This documentation presents two workflows:

  • Quickly use the author's finetuned models on the temporal datasets, which are contained in this repository by default
  • Full reproduction of all the steps of the thesis

If the thesis steps are to be reproduced, it is assumed that the data was prepared as described in the temporal-data documentation.

If the Anaconda environment has not been set up previously, it should be installed and activated. The following command will create a new environment with the name uie, download the packages, and activate it:

conda create -n uie python=3.8
conda activate uie
pip install torch==1.8.0+cu111 torchvision==0.9.0+cu111 torchaudio==0.8.0 -f https://download.pytorch.org/whl/torch_stable.html
pip install -r requirements.txt

Generally, it is assumed that the nltk punkt tokenizer is installed. The following script checks if it is installed. If not, it automatically downloads the tokenizer:

bash ../temporal-data/scripts/download_punkt_tokenizer.bash

Download the models

Depending on the workflow, the right models have to be downloaded first. If the steps of the thesis are to be recreated and the models finetuned by hand, the clean models must be downloaded. The script download_clean_models.bash downloads the models and unzips them into the directory hf_models. After that, it removes the zip files. This can also be done manually with the download links in the main documentation.

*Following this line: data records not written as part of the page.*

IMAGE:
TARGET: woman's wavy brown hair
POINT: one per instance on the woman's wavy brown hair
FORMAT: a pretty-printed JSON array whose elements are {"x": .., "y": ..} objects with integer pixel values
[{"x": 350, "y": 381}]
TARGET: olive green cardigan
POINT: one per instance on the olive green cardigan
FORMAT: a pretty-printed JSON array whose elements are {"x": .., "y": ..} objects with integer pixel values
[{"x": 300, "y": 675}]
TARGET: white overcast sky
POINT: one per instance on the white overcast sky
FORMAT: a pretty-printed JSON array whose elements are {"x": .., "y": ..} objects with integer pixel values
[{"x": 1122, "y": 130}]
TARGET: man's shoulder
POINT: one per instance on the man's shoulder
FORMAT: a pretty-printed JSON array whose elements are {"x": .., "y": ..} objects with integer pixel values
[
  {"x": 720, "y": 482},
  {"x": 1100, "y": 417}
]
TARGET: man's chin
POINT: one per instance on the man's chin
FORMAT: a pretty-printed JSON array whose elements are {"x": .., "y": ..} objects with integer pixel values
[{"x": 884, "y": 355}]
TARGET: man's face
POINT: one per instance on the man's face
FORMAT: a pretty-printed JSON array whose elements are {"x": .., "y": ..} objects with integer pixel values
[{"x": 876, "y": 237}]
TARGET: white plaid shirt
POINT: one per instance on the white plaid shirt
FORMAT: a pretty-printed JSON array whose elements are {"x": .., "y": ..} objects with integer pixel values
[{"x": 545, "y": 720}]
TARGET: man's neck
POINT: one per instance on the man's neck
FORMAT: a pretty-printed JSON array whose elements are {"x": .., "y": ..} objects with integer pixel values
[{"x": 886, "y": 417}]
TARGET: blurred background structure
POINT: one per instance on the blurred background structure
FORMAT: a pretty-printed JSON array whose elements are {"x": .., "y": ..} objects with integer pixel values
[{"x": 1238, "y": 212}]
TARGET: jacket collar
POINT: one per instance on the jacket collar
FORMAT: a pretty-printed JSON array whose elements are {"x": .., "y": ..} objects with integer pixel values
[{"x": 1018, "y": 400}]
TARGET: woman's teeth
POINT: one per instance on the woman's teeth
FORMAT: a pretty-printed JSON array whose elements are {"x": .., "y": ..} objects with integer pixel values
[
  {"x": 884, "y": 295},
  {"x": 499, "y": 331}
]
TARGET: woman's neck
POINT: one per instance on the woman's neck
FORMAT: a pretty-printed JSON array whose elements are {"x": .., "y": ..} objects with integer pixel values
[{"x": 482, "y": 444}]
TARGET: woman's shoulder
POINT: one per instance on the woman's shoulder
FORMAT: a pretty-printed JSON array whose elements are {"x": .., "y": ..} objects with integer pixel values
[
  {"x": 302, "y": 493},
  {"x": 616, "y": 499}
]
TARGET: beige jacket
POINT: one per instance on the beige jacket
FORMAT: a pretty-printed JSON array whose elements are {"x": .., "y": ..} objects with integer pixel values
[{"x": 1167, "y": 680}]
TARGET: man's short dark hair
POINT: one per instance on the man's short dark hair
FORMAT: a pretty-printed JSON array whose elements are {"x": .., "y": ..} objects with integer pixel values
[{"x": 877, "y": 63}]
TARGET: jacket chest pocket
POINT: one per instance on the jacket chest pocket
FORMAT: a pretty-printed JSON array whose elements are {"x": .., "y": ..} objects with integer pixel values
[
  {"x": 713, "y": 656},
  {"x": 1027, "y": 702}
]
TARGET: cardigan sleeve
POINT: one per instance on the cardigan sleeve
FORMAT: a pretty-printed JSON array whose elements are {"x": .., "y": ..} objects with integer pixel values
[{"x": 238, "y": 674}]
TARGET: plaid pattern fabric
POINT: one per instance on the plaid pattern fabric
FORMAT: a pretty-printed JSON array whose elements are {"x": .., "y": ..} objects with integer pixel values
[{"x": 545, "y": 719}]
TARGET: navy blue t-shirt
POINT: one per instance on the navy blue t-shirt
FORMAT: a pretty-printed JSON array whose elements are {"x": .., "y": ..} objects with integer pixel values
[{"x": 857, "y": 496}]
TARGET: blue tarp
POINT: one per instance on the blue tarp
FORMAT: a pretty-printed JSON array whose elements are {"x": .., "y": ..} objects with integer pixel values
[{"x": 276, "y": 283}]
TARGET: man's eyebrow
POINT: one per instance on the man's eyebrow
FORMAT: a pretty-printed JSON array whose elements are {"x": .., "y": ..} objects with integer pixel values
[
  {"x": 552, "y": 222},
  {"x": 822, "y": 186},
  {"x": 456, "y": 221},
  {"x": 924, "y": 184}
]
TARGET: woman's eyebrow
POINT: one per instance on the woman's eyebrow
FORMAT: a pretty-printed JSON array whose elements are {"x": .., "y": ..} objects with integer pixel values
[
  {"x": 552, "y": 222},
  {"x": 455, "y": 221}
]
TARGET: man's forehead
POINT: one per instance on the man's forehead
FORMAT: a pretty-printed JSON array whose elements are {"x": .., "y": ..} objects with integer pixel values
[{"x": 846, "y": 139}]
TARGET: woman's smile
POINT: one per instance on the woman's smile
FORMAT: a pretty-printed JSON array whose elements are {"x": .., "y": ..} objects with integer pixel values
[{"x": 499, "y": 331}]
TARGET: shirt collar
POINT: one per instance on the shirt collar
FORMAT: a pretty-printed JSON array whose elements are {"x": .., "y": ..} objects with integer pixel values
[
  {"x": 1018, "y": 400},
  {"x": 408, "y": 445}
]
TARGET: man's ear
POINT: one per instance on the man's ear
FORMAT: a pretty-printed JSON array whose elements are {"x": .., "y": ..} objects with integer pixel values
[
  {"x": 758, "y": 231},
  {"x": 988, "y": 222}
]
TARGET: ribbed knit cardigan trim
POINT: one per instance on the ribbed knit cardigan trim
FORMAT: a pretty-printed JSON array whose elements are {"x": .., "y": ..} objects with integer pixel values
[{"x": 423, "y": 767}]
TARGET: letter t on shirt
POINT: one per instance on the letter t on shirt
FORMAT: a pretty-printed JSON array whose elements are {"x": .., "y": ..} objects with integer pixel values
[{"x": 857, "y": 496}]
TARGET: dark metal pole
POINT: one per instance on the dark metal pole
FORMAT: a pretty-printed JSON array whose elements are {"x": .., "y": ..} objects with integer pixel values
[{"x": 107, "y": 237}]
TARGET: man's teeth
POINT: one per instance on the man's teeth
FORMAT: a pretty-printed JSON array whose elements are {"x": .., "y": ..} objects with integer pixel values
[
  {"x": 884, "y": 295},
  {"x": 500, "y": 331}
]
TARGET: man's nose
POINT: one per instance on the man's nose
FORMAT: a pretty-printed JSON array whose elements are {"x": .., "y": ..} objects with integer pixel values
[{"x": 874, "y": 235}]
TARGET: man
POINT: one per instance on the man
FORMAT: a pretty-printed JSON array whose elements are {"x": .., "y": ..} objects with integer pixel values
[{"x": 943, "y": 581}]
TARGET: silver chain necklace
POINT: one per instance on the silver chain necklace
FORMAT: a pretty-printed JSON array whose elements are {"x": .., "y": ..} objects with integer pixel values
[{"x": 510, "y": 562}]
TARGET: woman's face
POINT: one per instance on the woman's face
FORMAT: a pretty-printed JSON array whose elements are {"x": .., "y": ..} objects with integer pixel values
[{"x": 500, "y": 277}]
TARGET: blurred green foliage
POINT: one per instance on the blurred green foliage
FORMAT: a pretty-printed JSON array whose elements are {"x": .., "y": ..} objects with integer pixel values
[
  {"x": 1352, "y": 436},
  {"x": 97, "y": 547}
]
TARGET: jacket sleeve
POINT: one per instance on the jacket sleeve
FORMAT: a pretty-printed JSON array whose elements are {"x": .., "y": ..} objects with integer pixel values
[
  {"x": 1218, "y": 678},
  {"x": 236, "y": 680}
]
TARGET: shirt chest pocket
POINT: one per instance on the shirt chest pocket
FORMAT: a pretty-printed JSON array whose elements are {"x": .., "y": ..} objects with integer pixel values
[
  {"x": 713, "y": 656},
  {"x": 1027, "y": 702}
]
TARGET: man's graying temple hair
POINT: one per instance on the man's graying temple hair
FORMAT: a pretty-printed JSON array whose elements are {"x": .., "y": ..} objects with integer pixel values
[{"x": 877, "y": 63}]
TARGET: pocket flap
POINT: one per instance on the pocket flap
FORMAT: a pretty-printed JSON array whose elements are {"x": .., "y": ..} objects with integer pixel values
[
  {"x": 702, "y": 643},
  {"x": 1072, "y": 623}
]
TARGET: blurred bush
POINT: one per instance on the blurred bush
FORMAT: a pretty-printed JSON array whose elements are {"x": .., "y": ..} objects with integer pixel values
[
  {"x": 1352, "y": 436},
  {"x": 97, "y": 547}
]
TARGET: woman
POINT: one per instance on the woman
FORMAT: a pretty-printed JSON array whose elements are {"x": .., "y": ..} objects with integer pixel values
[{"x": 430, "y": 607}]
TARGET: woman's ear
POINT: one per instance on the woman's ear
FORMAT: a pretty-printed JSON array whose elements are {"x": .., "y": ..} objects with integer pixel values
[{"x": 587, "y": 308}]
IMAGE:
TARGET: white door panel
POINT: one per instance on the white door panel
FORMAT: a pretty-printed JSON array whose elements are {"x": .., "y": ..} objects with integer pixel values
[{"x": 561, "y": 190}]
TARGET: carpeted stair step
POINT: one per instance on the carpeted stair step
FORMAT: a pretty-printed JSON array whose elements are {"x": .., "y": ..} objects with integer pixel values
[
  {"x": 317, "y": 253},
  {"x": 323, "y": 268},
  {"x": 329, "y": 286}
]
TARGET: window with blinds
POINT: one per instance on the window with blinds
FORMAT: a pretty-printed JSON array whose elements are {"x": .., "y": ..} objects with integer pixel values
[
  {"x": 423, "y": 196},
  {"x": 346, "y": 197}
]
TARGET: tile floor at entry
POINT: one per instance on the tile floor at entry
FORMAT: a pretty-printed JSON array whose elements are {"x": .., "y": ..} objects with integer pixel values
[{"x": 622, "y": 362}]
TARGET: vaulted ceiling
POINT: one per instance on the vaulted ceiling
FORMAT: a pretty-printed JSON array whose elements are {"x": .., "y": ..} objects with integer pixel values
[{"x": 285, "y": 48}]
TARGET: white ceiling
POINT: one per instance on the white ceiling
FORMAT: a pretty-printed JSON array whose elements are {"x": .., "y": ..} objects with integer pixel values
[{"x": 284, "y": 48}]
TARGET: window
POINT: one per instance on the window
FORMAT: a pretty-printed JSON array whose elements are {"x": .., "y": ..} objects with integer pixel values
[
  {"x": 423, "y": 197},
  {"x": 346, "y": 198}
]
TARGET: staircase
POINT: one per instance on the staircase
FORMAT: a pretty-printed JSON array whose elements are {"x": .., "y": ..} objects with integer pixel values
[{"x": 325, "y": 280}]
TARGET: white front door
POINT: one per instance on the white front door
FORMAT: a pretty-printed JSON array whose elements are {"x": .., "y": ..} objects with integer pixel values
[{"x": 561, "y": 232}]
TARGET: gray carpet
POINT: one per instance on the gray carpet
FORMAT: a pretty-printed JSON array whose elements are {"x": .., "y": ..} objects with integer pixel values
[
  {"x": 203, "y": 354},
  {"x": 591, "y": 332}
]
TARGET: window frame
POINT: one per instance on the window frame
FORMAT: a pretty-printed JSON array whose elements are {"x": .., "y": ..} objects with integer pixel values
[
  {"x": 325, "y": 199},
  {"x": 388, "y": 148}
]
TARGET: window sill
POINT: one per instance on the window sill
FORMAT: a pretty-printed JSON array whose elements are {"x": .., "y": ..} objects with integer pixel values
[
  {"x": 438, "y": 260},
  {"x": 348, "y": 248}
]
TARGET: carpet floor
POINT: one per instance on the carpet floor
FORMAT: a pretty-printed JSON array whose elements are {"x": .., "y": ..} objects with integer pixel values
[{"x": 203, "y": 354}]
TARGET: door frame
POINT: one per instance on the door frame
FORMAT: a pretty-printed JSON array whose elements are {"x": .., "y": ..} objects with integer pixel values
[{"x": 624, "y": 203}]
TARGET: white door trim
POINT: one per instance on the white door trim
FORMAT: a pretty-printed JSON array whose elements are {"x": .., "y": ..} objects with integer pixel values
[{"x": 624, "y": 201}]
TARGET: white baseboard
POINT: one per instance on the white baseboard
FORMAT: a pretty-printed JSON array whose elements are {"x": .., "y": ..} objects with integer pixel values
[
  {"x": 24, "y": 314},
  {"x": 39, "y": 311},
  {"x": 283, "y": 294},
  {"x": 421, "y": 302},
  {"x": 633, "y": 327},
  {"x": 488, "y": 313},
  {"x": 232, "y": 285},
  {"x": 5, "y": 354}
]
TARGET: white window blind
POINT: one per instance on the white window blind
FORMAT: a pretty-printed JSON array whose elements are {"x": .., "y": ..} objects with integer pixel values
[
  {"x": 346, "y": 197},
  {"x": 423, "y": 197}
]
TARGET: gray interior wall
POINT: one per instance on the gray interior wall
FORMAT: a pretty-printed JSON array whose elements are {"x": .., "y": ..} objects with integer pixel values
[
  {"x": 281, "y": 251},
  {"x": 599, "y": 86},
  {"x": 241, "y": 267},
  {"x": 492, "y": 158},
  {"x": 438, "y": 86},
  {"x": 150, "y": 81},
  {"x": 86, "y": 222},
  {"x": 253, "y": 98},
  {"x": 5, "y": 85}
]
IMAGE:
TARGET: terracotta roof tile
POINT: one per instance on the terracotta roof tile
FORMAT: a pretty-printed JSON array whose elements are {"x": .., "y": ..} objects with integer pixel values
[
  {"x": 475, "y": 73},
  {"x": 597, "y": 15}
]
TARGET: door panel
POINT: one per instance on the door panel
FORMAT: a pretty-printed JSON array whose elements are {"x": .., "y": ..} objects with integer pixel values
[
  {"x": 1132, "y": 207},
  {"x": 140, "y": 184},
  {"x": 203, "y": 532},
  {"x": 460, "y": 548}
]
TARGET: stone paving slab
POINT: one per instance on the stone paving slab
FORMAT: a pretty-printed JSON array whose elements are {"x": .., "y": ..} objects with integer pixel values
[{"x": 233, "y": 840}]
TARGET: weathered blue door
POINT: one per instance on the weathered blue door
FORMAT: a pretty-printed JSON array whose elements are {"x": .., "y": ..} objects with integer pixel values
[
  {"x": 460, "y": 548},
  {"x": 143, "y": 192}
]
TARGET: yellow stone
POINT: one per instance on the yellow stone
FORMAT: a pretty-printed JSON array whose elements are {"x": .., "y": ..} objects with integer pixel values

bash ./download_clean_models.bash    

Note that this script will download files of about 16GB in size. If only specific models are required, they can be downloaded manually or via wget:

wget https://www.fdr.uni-hamburg.de/record/13621/files/large_fullpate_multi.zip

The downloaded models should be extracted into a new directory named finetuned_models.

Graphic of the UIE Architecture

Graphic of the UIE Architecture [Lu et al., 2022]

Quickstart Workflow

To run the finetuned models, there are two options:

  • Inference on a temporal dataset
  • Inference on a self-typed text

The inference.py script loads the model and generates the prediction on the selected dataset. For example:

python inference.py --data ../temporal-data/entity/uie-format/wikiwars-tagged_multi \
    --model finetuned_models/large/wikiwars_multi
    --output_dir results

The command creates a new directory results and predicts the test and validation datasets of WikiWars with the WikiWars model. The full synopsis of the inference.py script is:

inference.py [--data DATA] [--model MODEL] [--output_dir OUTPUT_DIR] [--max_source_length MAX_SOURCE_LENGTH] [--max_target_length MAX_TARGET_LENGTH] [--batch_size BATCH_SIZE] [-c MAP_CONFIG] [--decoding DECODING] [--verbose] [--match_mode {set,normal,multimatch}]

The most important parameters are --data and --model. For the other values the default parameters are sufficient for most use cases.

To do inference on self-typed text use:

python inference_sentence.py --model finetuned_models/large/wikiwars_multi

The script will load the model and prompt you to enter a sentence.

Full reproduction of the thesis steps

It is assumed that the data has been prepared sufficiently. The fastest way to do that is to run the script that creates all datasets for the cross-validation:

bash ../temporal-data/scripts/create_all_datasets.bash 

More information in the temporal-data scripts documentation.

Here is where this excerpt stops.